And, AB coinciding with DE, AC will fall on DF, because the angle BAC is equal to the angle EDF. [Hypothesis.
Therefore also the point C will coincide with the point F, because AC is equal to DF. [Hypothesis.
But the point B was shewn to coincide with the point E, therefore the base BC will coincide with the base EF;
because, B coinciding with E and C with F, if the base BC does not coincide with the base EF, two straight lines will enclose a space; which is impossible. [Axiom 10.
Therefore the base BC coincides with the base EF, and is equal to it. [Axiom 8.

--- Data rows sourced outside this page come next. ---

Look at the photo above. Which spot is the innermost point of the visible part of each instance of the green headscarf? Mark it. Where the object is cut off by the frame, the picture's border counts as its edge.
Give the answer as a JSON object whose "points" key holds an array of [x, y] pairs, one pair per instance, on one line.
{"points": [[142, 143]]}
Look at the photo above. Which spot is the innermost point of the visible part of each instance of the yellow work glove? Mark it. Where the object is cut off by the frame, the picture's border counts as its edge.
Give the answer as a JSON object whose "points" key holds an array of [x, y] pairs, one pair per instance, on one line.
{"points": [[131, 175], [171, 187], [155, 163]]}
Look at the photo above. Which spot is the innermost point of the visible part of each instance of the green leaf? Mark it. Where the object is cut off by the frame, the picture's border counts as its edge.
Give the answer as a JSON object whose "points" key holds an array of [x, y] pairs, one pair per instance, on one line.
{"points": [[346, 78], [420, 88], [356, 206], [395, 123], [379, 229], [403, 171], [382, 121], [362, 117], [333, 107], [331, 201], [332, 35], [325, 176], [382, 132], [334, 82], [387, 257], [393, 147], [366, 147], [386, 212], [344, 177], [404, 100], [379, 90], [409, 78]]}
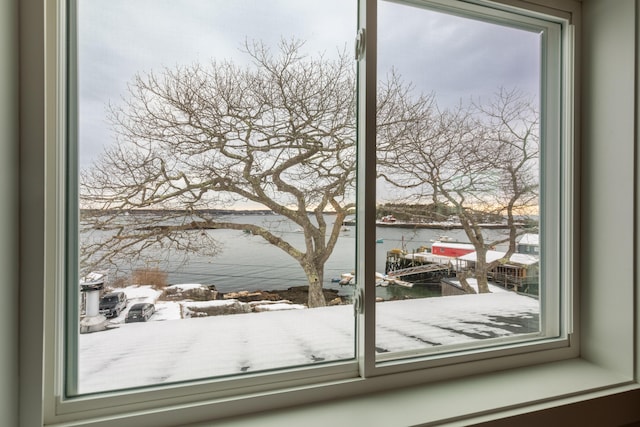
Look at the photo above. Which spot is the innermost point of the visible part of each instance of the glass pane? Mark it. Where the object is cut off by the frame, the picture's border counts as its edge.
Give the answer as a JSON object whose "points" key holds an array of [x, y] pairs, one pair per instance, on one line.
{"points": [[458, 194], [216, 156]]}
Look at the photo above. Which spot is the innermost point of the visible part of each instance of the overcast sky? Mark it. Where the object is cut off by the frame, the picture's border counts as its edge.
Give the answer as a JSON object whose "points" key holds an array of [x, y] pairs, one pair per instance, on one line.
{"points": [[457, 58]]}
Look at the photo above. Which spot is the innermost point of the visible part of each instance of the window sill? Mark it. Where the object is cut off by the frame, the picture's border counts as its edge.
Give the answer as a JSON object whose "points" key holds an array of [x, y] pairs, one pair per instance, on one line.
{"points": [[459, 402], [462, 401]]}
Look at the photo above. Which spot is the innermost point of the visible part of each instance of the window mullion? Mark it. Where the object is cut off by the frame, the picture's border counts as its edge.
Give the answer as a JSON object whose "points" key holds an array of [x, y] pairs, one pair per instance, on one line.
{"points": [[366, 218]]}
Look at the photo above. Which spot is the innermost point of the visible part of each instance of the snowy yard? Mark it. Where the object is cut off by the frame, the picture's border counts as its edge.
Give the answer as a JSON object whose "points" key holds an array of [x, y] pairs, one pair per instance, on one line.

Therefore the whole triangle ABC coincides with the whole triangle DEF, and is equal to it. [Axiom 8.
And the other angles of the one coincide with the other angles of the other, and are equal to them, namely, the angle ABC to the angle DEF, and the angle ACB to the angle DFE.
Wherefore, if two triangles &c. q.e.d.
PROPOSITION 5. THEOREM.
The angles at the base of an isosceles triangle are equal to one another; and if the equal sides be produced the angles on the other side of the base shall be equal to one another.
Let ABC be an isosceles triangle, having the side AB equal to the side AC, and let the straight lines AB, AC be produced to D and E: the angle ABC shall be equal to the angle ACB, and the angle CBD to the angle BCE.
In BD take any point F,
and from AE the greater cut off AG equal to AF the less, [I.3.